Akt chrztu Pawła Fraszczyka
     Jednym z głównych bohaterów tej notki jest Paweł Fraszczyk, urodzony 14 czerwca 1823 r. we wsi Gawronki. W wieku 19 lat ożenił się z 23-letnią wdową, Franciszką z Marczewskich Krzeszewską. Ślub miał miejsce 15 stycznia 1843 r. w Starym Waliszewie. W tym samym kościele Paweł był trzy dni wcześniej, zgłaszając narodziny swojej córki Łucji, którą urodzić miała jego małżonka, Franciszka z Marczewskich. Co ciekawe, Paweł zapisany został jako 50-letni gospodarz, a w rzeczywistości nie skończył nawet 20. Początkowo nie zwracałem uwagi na daty dzienne, a zapisywałem tylko rok i nr aktu, aby później to uzupełnić... Cóż, rodzenie dzieci w tym samym roku, w którym wzięło się ślub, nie jest niczym wyjątkowym.
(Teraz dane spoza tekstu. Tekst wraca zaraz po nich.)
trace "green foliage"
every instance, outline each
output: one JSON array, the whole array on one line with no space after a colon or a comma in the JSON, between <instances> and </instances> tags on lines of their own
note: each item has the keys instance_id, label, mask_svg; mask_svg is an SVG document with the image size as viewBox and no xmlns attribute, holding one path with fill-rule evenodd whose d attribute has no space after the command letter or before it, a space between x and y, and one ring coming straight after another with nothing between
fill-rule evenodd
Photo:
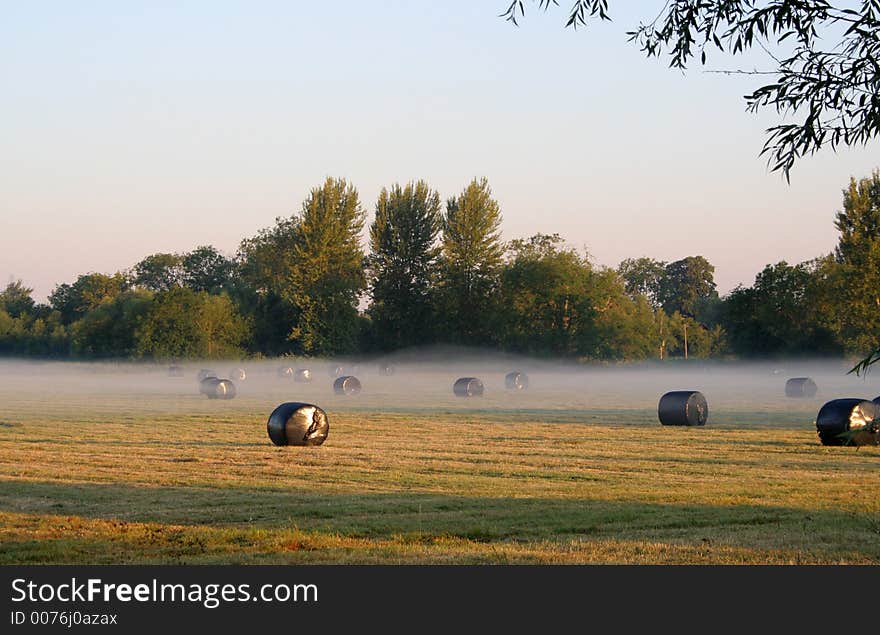
<instances>
[{"instance_id":1,"label":"green foliage","mask_svg":"<svg viewBox=\"0 0 880 635\"><path fill-rule=\"evenodd\" d=\"M182 258L177 254L153 254L134 266L132 282L148 291L168 291L180 286Z\"/></svg>"},{"instance_id":2,"label":"green foliage","mask_svg":"<svg viewBox=\"0 0 880 635\"><path fill-rule=\"evenodd\" d=\"M880 171L843 192L835 218L840 337L848 351L864 355L880 342Z\"/></svg>"},{"instance_id":3,"label":"green foliage","mask_svg":"<svg viewBox=\"0 0 880 635\"><path fill-rule=\"evenodd\" d=\"M557 4L536 1L545 10ZM670 67L679 70L695 58L705 65L714 52L766 55L772 70L742 71L773 76L746 95L746 107L770 108L783 118L767 129L762 154L788 178L800 157L880 134L880 6L876 0L863 0L858 9L835 4L670 0L627 36L647 57L668 54ZM513 0L502 15L516 23L523 1ZM573 0L566 26L585 26L594 16L610 20L607 0Z\"/></svg>"},{"instance_id":4,"label":"green foliage","mask_svg":"<svg viewBox=\"0 0 880 635\"><path fill-rule=\"evenodd\" d=\"M589 261L563 247L556 234L511 241L508 251L501 281L506 347L531 354L581 354L593 335Z\"/></svg>"},{"instance_id":5,"label":"green foliage","mask_svg":"<svg viewBox=\"0 0 880 635\"><path fill-rule=\"evenodd\" d=\"M670 315L678 311L695 317L700 301L717 295L715 267L702 256L688 256L666 265L660 283L659 300Z\"/></svg>"},{"instance_id":6,"label":"green foliage","mask_svg":"<svg viewBox=\"0 0 880 635\"><path fill-rule=\"evenodd\" d=\"M626 292L636 299L642 295L651 306L660 306L660 289L666 277L666 264L653 258L626 258L617 266L617 273L623 278Z\"/></svg>"},{"instance_id":7,"label":"green foliage","mask_svg":"<svg viewBox=\"0 0 880 635\"><path fill-rule=\"evenodd\" d=\"M31 313L34 309L33 289L25 287L21 280L10 282L0 291L0 309L13 318Z\"/></svg>"},{"instance_id":8,"label":"green foliage","mask_svg":"<svg viewBox=\"0 0 880 635\"><path fill-rule=\"evenodd\" d=\"M345 179L328 178L303 203L285 293L300 312L290 337L308 355L350 353L357 346L357 302L366 285L363 227L357 190Z\"/></svg>"},{"instance_id":9,"label":"green foliage","mask_svg":"<svg viewBox=\"0 0 880 635\"><path fill-rule=\"evenodd\" d=\"M727 297L724 323L733 350L743 355L838 353L827 302L828 263L767 265L750 288Z\"/></svg>"},{"instance_id":10,"label":"green foliage","mask_svg":"<svg viewBox=\"0 0 880 635\"><path fill-rule=\"evenodd\" d=\"M431 341L441 224L440 195L424 181L379 193L370 225L368 314L381 350Z\"/></svg>"},{"instance_id":11,"label":"green foliage","mask_svg":"<svg viewBox=\"0 0 880 635\"><path fill-rule=\"evenodd\" d=\"M253 325L253 346L267 355L301 352L289 339L300 311L287 299L298 225L296 217L276 218L274 226L243 240L238 250L231 293Z\"/></svg>"},{"instance_id":12,"label":"green foliage","mask_svg":"<svg viewBox=\"0 0 880 635\"><path fill-rule=\"evenodd\" d=\"M235 263L210 245L196 247L181 257L181 283L193 291L220 293L232 283Z\"/></svg>"},{"instance_id":13,"label":"green foliage","mask_svg":"<svg viewBox=\"0 0 880 635\"><path fill-rule=\"evenodd\" d=\"M90 358L136 356L137 331L152 301L150 291L129 290L93 306L70 326L71 351Z\"/></svg>"},{"instance_id":14,"label":"green foliage","mask_svg":"<svg viewBox=\"0 0 880 635\"><path fill-rule=\"evenodd\" d=\"M65 324L82 318L98 306L114 300L128 288L128 281L121 273L112 276L103 273L87 273L79 276L73 284L60 284L49 295L49 304L61 314Z\"/></svg>"},{"instance_id":15,"label":"green foliage","mask_svg":"<svg viewBox=\"0 0 880 635\"><path fill-rule=\"evenodd\" d=\"M249 325L227 295L176 287L158 293L134 331L137 357L239 356Z\"/></svg>"},{"instance_id":16,"label":"green foliage","mask_svg":"<svg viewBox=\"0 0 880 635\"><path fill-rule=\"evenodd\" d=\"M437 295L444 339L493 343L504 246L501 209L486 178L447 201L442 227Z\"/></svg>"}]
</instances>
Często to właśnie ciąża bywała powodem zawarcia małżeństwa lub po prostu para pobierała się na początku roku i bardzo szybko zabrała się do powiększania rodziny, czego efektem były narodziny pod koniec tego samego roku.
Akt małżeństwa Pawła Fraszczyka i Franciszki z Marczewskich Krzeszewskiej
     Paweł i Franciszka mieli jeszcze dwójkę dzieci - Walentego (ur. 1845) oraz Katarzynę (ur. 1847), jednak oboje zmarli w 1847 r. - Walenty w styczniu, Katarzyna w grudniu. Katarzyna zmarła już jako półsierota - Paweł zmarł 18 dni przed nią w wieku 24 lat, zostawiając żonę Franciszkę z dwójką małych dzieci. Z trójki potomstwa Pawła, dorosłości dożyła jedynie najstarsza Łucja, która w 1864 r. w Głownie poślubiła Macieja Sadowskiego.
Akt chrztu Łucji "Fraszczyk"
     Maciej i Łucja Sadowscy po ślubie zamieszkali we wsi Paleniec (par. Głowno). To tam na świat przyszło pierwsze dziecko tej pary - Jędrzej (ur. 1865). W akcie chrztu nazwisko matki zapisano jako Krawczyk. Pomyślałem wówczas, że pomyłka na linii Krawczyk-Fraszczyk jest jeszcze dopuszczalna, bo np. ksiądz źle usłyszał, czy zgłaszający źle wypowiedzieli. Kolejne dziecko, które ochrzczone zostało w Głownie, to syn Jan (ur. 1873). W akcie podano jedynie dane matki, zapisano ją jako Łucja z Fraszczyków Sadowska. Ani słowa nie napisano o ojcu dziecka - czy był to syn Macieja? Tego już najprawdopodobniej się nie dowiemy. Kolejne dziecko - Józef (ur. 1877) urodziło się we wsi Borówka i w akcie zapisano ojca i matkę, więc rodzina w komplecie 😉 Jednak tego aktu na początku nie byłem w 100% pewien. Imiona rodziców się zgadzają, nazwisko ojca również, jednak matkę zapisano jako z domu Krzeszewską. Niby inne nazwisko, ale przecież już pojawiło się w historii tej rodziny - takie nazwisko nosiła matka Łucji od ślubu z pierwszym mężem do momentu wyjścia za mąż ponownie za Pawła Fraszczyka. Dlaczego po tylu latach Łucja ma inne nazwisko panieńskie? Podczas poszukiwań już nie raz trafiłem na przypadek, kiedy w akcie chrztu jako nazwisko panieńskie matki, podano panieńskie babci macierzystej (chociażby w akcie chrztu brata mojego Dziadka). W 1878 i 1880 Łucja ponownie zostaje matką i w dalszym ciągu zapisywana jest jako... Krzeszewska! Coś musiało być na rzeczy, skoro już świadomie podaje się za domo Krzeszewską, a nie domo Fraszczykówną.
Akt zgonu Łucji Sadowskiej
     Łucja Sadowska umiera w 1891 r. w wieku 48 lat. W akcie zgonu podano, że urodziła się w Ziewanicach i była córką Augustyna i Franciszki z Krzeszewskich małżonków Sadowskich. Pozostawiła po sobie męża Macieja. Błędnie podano, że jej rodzice byli małżonkami Sadowskimi, jednak znowu pojawia się nazwisko Krzeszewska (w tym akcie akurat jako panieńskie matki Łucji).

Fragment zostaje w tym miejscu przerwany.